In short — I was hooked on the grammar of “if I close to disappeared” — sensing an ellipsis and not knowing how quite to reconstruct the fulness. And so the theme of
(in)visibility captured my attention and I found it inflected by a gendered lens.
John Akomfrah and Janna Levin in conversation as part of Longplayer Assembly. Towards the end of their conversation they exchange thoughts and words about jazz and improvisation and conversation and ways of being in the world that go meta and become a sort of awareness of the improvisational qualities of this and all conversation. It’s magic.
Their remarks about jazz begin at 22 minutes.

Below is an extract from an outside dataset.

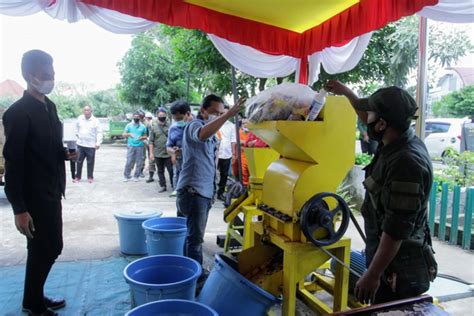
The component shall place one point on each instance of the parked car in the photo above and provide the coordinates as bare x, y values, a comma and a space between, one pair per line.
441, 133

A freestyle transcription follows.
JL:
Jazz by rights should be awful.
[…]
JA
I am very influenced. Influenced sounds like I am trying to transpose what they do into our field. It’s not that at all. It is just that when you are — a word that came up a lot in our last conversation was proximity — when you have this proximity to something, there is a way in which its aura and glow leaves a sort of imprint on your soul, really, you know. And jazz has definitely done that. Especially its examples, what I call its charismatic examples. The sense in which it says that in the process of trying to do something, elisions and ellipses, accidents and chance encounters, that all of these can be woven into a sort symbolic order, form. Right? Things don’t loose their discordant —
JL
Their shape…
JA
Yes, loose their shape, just because they have been forced into this unity.
JL
It’s literally like conversation.
JA
It’s a kind of ongoing conversation.
JL
Like what we’re doing.
[They both laugh.]
JA
Indeed.
JL
That is why it is so strong.
JA
We do that by being absolutely, intensely, listening to each other to sense where the moments and gaps might appear in order to say something. Right?
JL
Yeah. And also — I had my intention to do this but this — I just want to respond to it instead. Right? That is the whole improvisation. You don’t go there having prepped what your bass slapping solo is going to be. You might do that in case it’s a bad set. But if it’s a good set, somebody is going to do something that is going to make you think in that moment — how do I want to respond to this moment. And that is exactly what this wonderful experience is to meet you. I could not prepare this conversation.
JA
You know, if anyone wants to know what makes the music we clearly both love important — one of the sessions I really recommend is the Miles Davis Group 1964 playing at The Plugged Nickel. […] across five evenings they basically play the same stuff. But. And this is the major but: every night the same standards are played and yet they never sound the same. They have an aura of sameness but actually deep listening your realize Herbie Hancock doesn’t play the same chords in that track at that time as he did yesterday or the other … And it’s this fantastic interplay — of embrace of the uncertain — which I just love about it —
JL
And also the fearlessness. Just the fearlessness of making a mistake. The fearlessness of improvising. It is so brave. And basically as human beings that is what we are asked to do all the time. […] What we really love is improvising. That’s thrilling. You know?
JA
I think there are very few metaphors or examples that lead us into some deep insight into what we are and why we are. And improv at its best for me offers one of the greatest examples of who we are and what we are. Because, because, it’s about affecting a kind of position vis-a-vis another human being, another sentient being, which is as influenced by what they are doing as it is by just the moment that is happening, the environment in which it is happening […] these things matter and every great improvisatory moment is a kind of affirmation, if you will, of what it is to be a human being.